O governo do Estado de São Paulo gastou mais que o dobro do governo federal para fazer publicidade oficial em jornais que não existem.
Entre 2008 e 2010, durante a gestão do ex-governador José Serra (PSDB), o Palácio dos Bandeirantes desembolsou pelo menos R$ 309 mil para pagar anúncios nos jornais "O Dia de Guarulhos", "Jornal do ABC Paulista" e "Diário de Cubatão", todos fictícios.
Esse valores, corrigidos pela inflação pela reportagem, estão listados num relatório de gastos com publicidade do Estado obtido pela Folha no primeiro semestre deste ano com base na Lei de Acesso à Informação.
As três publicações citadas são vinculadas à Laujar Empresa Jornalística Ltda, com sede registrada num imóvel vazio em São Bernardo do Campo, no ABC paulista.

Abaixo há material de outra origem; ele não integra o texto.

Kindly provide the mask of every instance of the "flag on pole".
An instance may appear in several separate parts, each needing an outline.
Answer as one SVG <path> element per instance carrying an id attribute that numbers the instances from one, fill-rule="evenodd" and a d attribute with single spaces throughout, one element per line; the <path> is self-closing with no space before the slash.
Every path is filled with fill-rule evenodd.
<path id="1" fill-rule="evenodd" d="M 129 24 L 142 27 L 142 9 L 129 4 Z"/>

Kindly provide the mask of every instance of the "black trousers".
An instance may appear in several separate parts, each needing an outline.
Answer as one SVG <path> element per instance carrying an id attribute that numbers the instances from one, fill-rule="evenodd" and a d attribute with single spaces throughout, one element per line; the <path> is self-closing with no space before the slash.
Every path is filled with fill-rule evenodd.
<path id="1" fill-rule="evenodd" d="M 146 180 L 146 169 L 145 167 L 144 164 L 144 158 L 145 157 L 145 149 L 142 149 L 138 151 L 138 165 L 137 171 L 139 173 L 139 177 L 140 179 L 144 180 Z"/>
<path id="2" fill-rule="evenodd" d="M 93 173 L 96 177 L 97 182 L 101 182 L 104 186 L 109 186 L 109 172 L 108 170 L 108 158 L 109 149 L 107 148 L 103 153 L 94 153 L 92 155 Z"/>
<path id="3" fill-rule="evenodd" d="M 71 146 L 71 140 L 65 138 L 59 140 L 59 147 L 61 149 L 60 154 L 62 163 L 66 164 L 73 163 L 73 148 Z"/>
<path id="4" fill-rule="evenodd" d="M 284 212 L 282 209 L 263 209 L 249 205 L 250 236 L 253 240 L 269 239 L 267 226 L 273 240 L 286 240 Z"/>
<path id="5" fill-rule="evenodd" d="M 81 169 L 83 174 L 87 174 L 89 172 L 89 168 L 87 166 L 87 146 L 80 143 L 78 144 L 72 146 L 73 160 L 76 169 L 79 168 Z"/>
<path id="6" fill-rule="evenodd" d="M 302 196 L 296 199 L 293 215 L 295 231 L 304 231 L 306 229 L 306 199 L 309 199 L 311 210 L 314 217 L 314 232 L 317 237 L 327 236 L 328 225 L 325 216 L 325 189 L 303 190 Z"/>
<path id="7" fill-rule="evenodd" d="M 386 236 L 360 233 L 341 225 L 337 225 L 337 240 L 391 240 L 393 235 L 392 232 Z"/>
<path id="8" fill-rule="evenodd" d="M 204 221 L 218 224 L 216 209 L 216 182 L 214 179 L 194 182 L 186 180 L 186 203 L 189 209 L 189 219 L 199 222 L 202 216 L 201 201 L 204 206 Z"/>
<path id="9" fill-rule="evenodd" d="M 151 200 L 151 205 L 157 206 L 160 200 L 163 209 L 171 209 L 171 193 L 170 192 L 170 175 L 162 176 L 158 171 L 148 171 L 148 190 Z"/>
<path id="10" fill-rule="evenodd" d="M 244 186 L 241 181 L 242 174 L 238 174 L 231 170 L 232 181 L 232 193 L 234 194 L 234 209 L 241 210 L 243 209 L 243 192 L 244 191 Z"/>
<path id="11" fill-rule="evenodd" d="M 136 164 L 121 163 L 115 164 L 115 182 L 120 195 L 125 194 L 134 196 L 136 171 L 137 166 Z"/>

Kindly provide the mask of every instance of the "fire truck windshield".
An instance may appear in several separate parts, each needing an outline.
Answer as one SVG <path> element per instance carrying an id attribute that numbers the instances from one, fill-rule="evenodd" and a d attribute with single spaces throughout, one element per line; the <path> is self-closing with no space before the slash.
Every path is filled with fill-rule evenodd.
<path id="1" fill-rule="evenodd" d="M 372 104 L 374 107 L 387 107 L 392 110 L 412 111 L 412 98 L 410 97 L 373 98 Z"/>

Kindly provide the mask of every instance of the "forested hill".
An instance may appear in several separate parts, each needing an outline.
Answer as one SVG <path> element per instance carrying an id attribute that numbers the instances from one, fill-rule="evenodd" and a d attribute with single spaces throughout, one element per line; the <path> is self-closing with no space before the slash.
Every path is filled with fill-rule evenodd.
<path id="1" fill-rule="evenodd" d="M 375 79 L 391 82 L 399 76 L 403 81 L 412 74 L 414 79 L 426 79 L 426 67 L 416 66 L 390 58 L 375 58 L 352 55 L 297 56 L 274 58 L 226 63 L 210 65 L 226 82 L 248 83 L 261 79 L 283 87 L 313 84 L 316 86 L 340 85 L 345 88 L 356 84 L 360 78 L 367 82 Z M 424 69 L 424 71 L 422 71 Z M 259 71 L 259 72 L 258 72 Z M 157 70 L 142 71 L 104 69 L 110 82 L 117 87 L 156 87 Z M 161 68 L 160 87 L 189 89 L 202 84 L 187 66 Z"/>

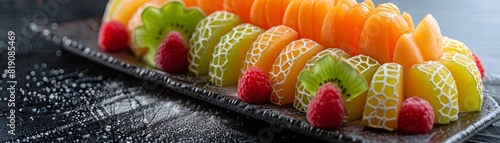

A Laujar é a mesma empresa que, conforme mostrou a Folha no domingo passado, recebeu R$ 135,6 mil da Presidência da República por anúncios em cinco jornais inexistentes: os três que aparecem citados como veiculadores de anúncios do governo paulista, mais "Gazeta de Osasco" e "O Paulistano".
Após a reportagem sobre os gastos do governo federal, a Secom (Secretaria de Comunicação Social da Presidência) anunciou ter pedido uma investigação à Polícia Federal sobre o caso.
Disse ainda que, caso constate irregularidades "tomará as atitudes judiciais cabíveis" contra a Laujar.
Os jornais que receberam verba publicitária dos governos paulista e federal inexistem em bancas das cidades citadas em seus títulos.
Eles não são cadastrados em nenhuma entidade do meio editorial e são totalmente desconhecidos de jornalistas e diversos jornaleiros consultados nessas regiões.
Além disso, exemplares usados para "provar" a existência das publicações têm sinais de serem forjados. Diferentes publicações têm exatamente os mesmos textos.
Uma das "reportagens" num jornal com data de 15 de março na capa cita declarações de um ministro que foram dadas no próprio dia 15. É improvável que a impressão tenha ocorrido na data informada, ainda mais no caso de um jornal pequeno.
Outra estranheza são anúncios da Unimed que, segundo a empresa de plano de saúde, nunca foram contratados.
O governo paulista afirma que anunciou nesses jornais por orientação da Contexto, uma das agência de publicidade que prestam serviço ao Palácio dos Bandeirantes.
A Contexto confirma ser "responsável pelo plano de mídia do Estado". Uma representante da empresa afirmou que irá verificar a documentação sobre esses jornais e "tomará as providências cabíveis" em caso de irregularidade (leia o texto abaixo).
O dono da Laujar, Wilson Nascimento, diz que os jornais existem. Em documento enviado à Secom, a empresa informou que suas publicações, vendidas por R$ 2,50, têm tiragem total de 250 mil exemplares. Nascimento alega que elas circulam de terça a sábado, mas não quis informar em quais bancas seria possível encontrá-las.
REPERCUSSÃO
Após a publicação da reportagem que listava os gastos da Presidência com publicações-fantasmas, o senador Álvaro Dias (PSDB-PR) usou a tribuna do Senado para pedir explicações à ministra Helena Chagas, da Secom.
Ele ressaltou que a empresa beneficiada fica no ABC Paulista, "a morada do PT", e disse ter solicitado uma auditoria dos gastos ao TCU (Tribunal de Contas da União).
Outro que demonstrou preocupação com o caso foi o deputado paranaense Rubens Bueno, líder do PPS na Câmara: "Com tanta perseguição contra a mídia por causa do mensalão, o governo do PT acaba de criar o PIF, Partido da Imprensa Fantasma", disse, "Resta agora saber quem é o padrinho desse fantasminha camarada".
Dias e Bueno foram procurados para comentar o caso paulista. A assessoria do senador prometeu avisá-lo, mas não deu resposta ao pedido de entrevista. Rubens Bueno, segundo sua assessoria, estava incomunicável.